Has your dramatic weight loss resulted in an appearance of loose, flabby skin? This is a common occurrence when a large amount of weight is lost through crash dieting, extreme calorie restriction (i.e. less than 1,200 calories per day), or excessive amounts of cardiovascular exercise. This is a 2-fold problem that involves: 1) Fat tissue loss, and 2) Lean muscle tissue loss. Why does this happen?
Let’s begin with the role of fat tissue. Fat tissue is packed in between skin and lean muscle tissue. When there is an excess of fat tissue growth during weight gain, the skin stretches in order to accommodate it. After weight loss has occurred the skin that once surrounded the fat tissue remains stretched giving it a loose, flabby appearance. This problem is amplified when lean muscle tissue is not preserved during weight loss (click here to learn more about lean muscle tissue).

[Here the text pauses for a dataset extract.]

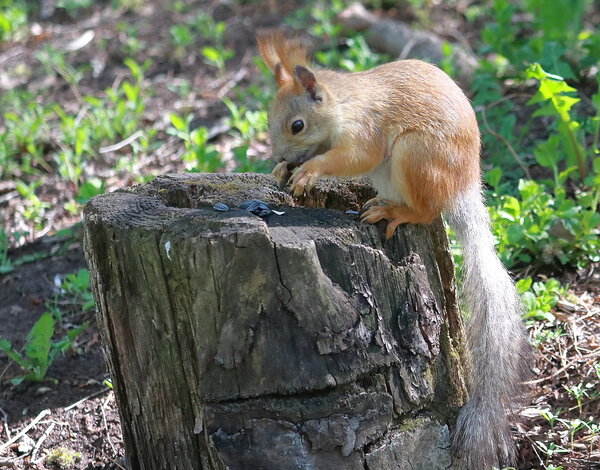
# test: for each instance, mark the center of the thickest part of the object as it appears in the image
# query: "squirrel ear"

Over 50 percent of the body is comprised of lean muscle tissue, which contributes to the body’s shape and form. Connective tissue anchors muscle tissue to the skin. When muscle tissue is developed and toned, the surrounding skin tightens. However, if muscle tissue is not developed or maintained, especially during weight loss, the skin becomes loose and flabby.
If an excessive amount of cardiovascular activity is performed while dieting to lose weight, muscle tissue will surely be lost. This occurs because muscle tissue is made up of protein which is not meant to be used as a source of caloric energy during rest or exercise (click here to learn about the role of protein in weight management). Therefore, when one trains hard and/or restricts calories, the body will sense starvation and use protein within the muscle tissue for caloric energy. As a result, more muscle tissue is lost compared to fat tissue enhancing the flabulous look.
So how do you avoid the appearance of loose, flabby skin during weight loss? Here are 3 tips:
Tip 1: Avoid rapid weight loss techniques at all costs. Weight loss exceeding 8 to 10 pounds per month will absolutely result in a loss of lean muscle tissue and enhance the appearance of loose, flabby skin. Aim for caloric deficits of no more than 500 to 1,000 calories per week through a combination of modest calorie restriction and exercise (click here to learn why).
Tip 2: Make resistance training a part of your weight loss program. If you do not use your lean muscle tissue, you will lose it. Coupling your cardiovascular exercise routine with a resistance training program involving light to moderate loads (weights), a greater number of repetitions (12 to 20+) and very short rest periods between sets (30 to 60 seconds) can enhance your weight loss while maintaining your lean muscle tissue (click here for information about exercises, sets, reps, and other resistance training fundamentals).
Tip 3: Ensure that you are consuming an adequate amount of nutrients required to feed your lean muscle tissue. If you are crash dieting or excessively restricting your calorie intake, you are more than likely not receiving proper nutrition for preserving your lean muscle tissue. To avoid the loss of lean muscle tissue during weight loss and achieve the benefits of your resistance training, consume foods that are high in quality protein regularly throughout the day (click here to learn how to choose high-quality, protein-rich foods).
Yea, yea, yea Nina…This information is great, but what if I’ve already lost the weight and am looking flabulous? No sweat. Just follow tips 2 and 3 and hang in there. Over time, you'll notice a significant change in your appearance.
Disclaimer: The information provided is for educational and informational purposes only and is not intended to diagnose, treat, cure or prevent any disease. Any reader who is concerned about his or her health should contact a physician for advice.
Before starting an exercise training program you should first make sure that exercise is safe for you. If you are under the age of 55 years and generally in good health, it is probably safe for you to exercise. However, if you are over 55 years of age and/or have any health problems, be sure to consult with your physician before starting an exercise training program.